仙人掌籽油的掺假检测：整合分析化学和机器学习方法

出于经济动机的掺假威胁到消费者的权利和市场的完整性，特别是高价值的冷榨油，如仙人掌籽油（CO）。本研究提出了一种机器学习模型，该模型集成了分析测量、数据模拟和分类技术，用于检测CO与精炼葵花籽油（SO）的掺假，并确定掺假的可检测极限，而无需测量大量不同的混合物。首先，用HPLC或GC分析纯CO和SO样品的脂肪酸、甘油三酯和甲苯酚含量。由此得出的石油成分数据为进一步的模拟奠定了基础。蒙特卡罗（MC）模拟在模拟真实石油成分方面优于条件表生成对抗网络（CTGAN），与CTGAN相比，MC产生的Kullback-Leibler散度值更低。mc模拟的数据随后被用于模拟更大的数据集，这是训练和测试两种分类模型的关键步骤：随机森林（RF）和神经网络（NN），因为小样本量无法实现鲁棒训练。两种模型都获得了良好的分类精度，RF的准确率高于NN，在模拟数据集上达到94%，在可检测掺假水平低至1%的真实样本上达到90%。与神经网络相比，射频还提供了更好的可解释性，并且计算需求更少，这使得它有利于本研究中的真实性验证。因此，提出了将MC模拟与RF相结合作为检测CO掺假的鲁棒方法。所提出的方法是用Python编写的，并且是开源的，它为不断适应新数据提供了一个灵活的框架。

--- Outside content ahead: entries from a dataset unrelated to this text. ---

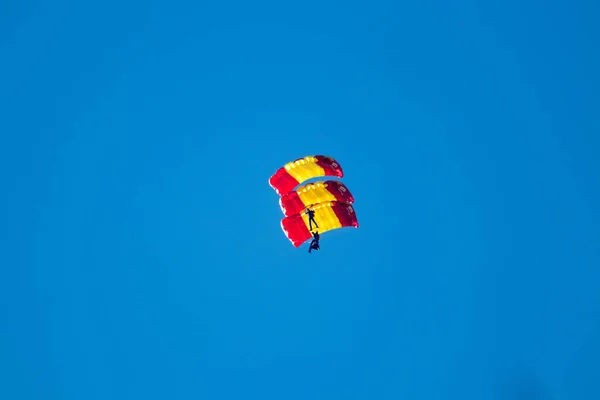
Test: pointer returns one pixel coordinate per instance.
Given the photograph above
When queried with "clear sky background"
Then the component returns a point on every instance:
(141, 249)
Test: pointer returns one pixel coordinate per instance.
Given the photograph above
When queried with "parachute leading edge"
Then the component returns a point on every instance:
(312, 193)
(295, 172)
(329, 215)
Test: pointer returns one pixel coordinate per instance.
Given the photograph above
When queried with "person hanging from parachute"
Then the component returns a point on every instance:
(314, 245)
(311, 218)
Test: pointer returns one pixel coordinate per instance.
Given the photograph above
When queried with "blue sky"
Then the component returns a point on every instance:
(141, 251)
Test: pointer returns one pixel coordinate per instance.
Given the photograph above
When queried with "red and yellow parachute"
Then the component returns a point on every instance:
(295, 172)
(313, 193)
(330, 199)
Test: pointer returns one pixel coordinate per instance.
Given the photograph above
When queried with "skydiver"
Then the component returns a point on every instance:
(311, 219)
(314, 245)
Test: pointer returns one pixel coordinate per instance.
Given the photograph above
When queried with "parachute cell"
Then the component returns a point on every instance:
(318, 192)
(329, 215)
(295, 172)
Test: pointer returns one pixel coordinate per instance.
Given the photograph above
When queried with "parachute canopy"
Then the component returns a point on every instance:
(312, 193)
(329, 215)
(295, 172)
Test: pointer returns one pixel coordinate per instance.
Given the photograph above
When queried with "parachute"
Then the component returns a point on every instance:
(295, 172)
(329, 215)
(330, 199)
(313, 193)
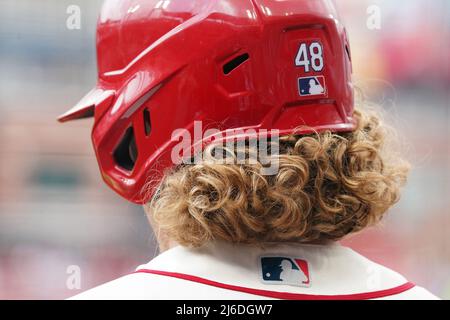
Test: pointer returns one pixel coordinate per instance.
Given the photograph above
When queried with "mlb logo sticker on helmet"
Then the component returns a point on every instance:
(246, 57)
(285, 271)
(312, 86)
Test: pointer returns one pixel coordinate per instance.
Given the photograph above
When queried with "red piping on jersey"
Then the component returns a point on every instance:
(284, 295)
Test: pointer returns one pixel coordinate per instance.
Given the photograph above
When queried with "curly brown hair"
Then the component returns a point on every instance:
(328, 185)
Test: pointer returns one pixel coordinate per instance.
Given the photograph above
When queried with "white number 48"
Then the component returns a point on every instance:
(310, 56)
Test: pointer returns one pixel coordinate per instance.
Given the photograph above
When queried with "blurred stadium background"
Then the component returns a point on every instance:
(56, 212)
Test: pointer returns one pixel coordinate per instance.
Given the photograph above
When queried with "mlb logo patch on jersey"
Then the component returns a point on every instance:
(312, 86)
(285, 270)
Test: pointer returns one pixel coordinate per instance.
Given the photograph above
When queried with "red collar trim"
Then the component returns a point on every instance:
(284, 295)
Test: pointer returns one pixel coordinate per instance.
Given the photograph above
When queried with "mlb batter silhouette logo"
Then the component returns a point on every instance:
(311, 86)
(285, 270)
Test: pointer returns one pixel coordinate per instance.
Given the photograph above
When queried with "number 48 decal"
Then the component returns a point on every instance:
(310, 56)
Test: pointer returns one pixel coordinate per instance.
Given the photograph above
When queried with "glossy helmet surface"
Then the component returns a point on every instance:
(231, 64)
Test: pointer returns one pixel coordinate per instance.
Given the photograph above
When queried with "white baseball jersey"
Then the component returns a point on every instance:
(274, 271)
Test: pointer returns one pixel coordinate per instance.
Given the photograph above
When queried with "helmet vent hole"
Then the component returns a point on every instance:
(147, 122)
(234, 63)
(126, 153)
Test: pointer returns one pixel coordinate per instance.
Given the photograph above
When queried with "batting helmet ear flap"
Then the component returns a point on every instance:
(96, 102)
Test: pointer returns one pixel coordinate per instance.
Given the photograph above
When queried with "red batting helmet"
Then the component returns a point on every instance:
(232, 64)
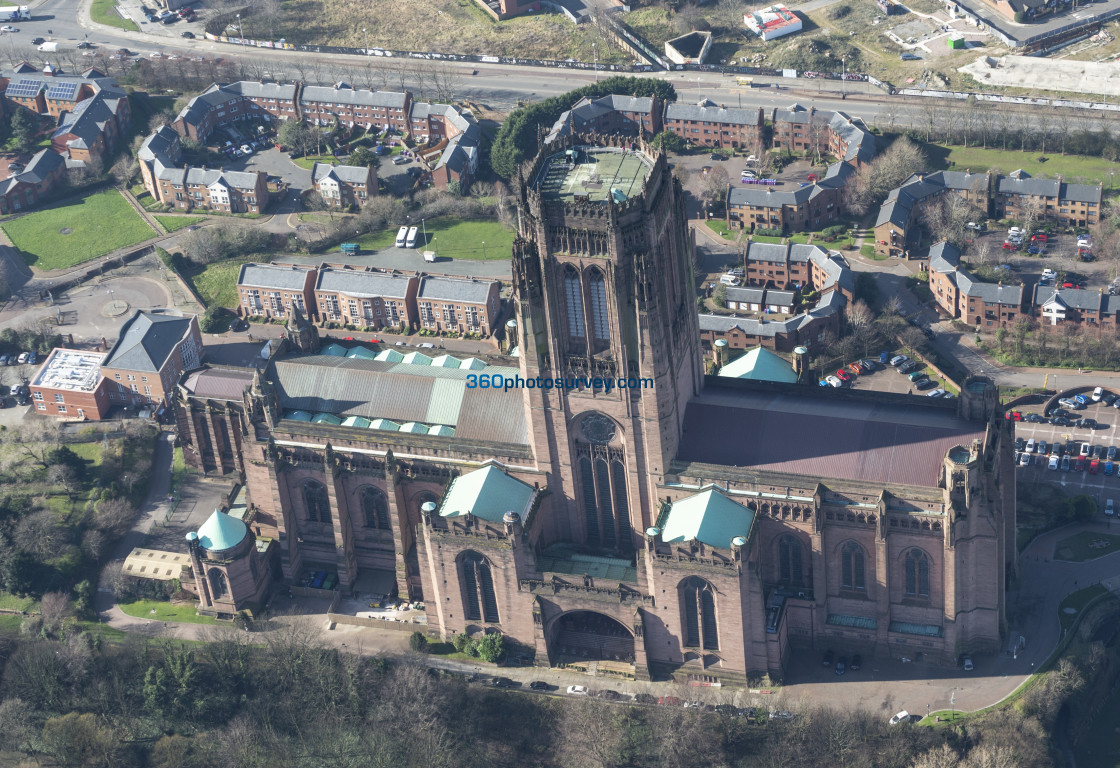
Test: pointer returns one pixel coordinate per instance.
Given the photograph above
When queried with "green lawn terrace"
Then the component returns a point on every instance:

本文章由计算机程序翻译，如有差异，请以英文原文为准。

求助全文

约1分钟内获得全文求助全文

来源期刊

Current Research in Food Science Agricultural and Biological Sciences-Food Science

CiteScore

7.40

自引率

3.20%

发文量

232

审稿时长

84 days

期刊介绍： Current Research in Food Science is an international peer-reviewed journal dedicated to advancing the breadth of knowledge in the field of food science. It serves as a platform for publishing original research articles and short communications that encompass a wide array of topics, including food chemistry, physics, microbiology, nutrition, nutraceuticals, process and package engineering, materials science, food sustainability, and food security. By covering these diverse areas, the journal aims to provide a comprehensive source of the latest scientific findings and technological advancements that are shaping the future of the food industry. The journal's scope is designed to address the multidisciplinary nature of food science, reflecting its commitment to promoting innovation and ensuring the safety and quality of the food supply.